In June, I had a meeting with our Digital Initiatives department about the effect of the mlaut on their services, namely DSpace. I told them that it was impractical to search SMARTech (our DSpace instance) for every incoming citation, since, theoretically, SMARTech should appear in the Google/Yahoo results. When we tested the theory, our results looked like this. This is obviously ugly, but even worse, it probably discourages discovery of the items in the repository. One has to assume that people are mainly finding items via the search engines. When they see results like that, with no real indication of what they’re looking at, they will probably just move on (even if DSpace is holding the preprint to what they’re searching for).

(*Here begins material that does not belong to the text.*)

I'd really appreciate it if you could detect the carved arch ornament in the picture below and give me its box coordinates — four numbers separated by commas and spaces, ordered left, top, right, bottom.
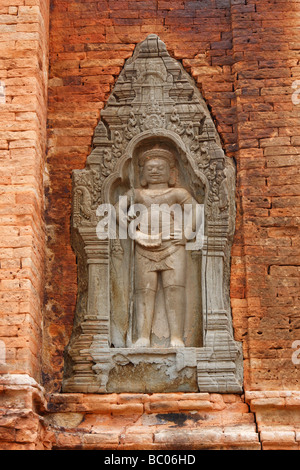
63, 35, 243, 393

I left the meeting and asked Dorothea Salo if she, too, had this problem and if she knew a fix for it. About 20 minutes later, she had this awesome title hack worked up. I sent it to our DSpace admin (I, thankfully, don’t deal with it directly) and now we get to bask in the glory of our new and spiffy title listing in the search engines.

Thanks, Dorothea, for doing something genius and simple that DSpace should have done years ago.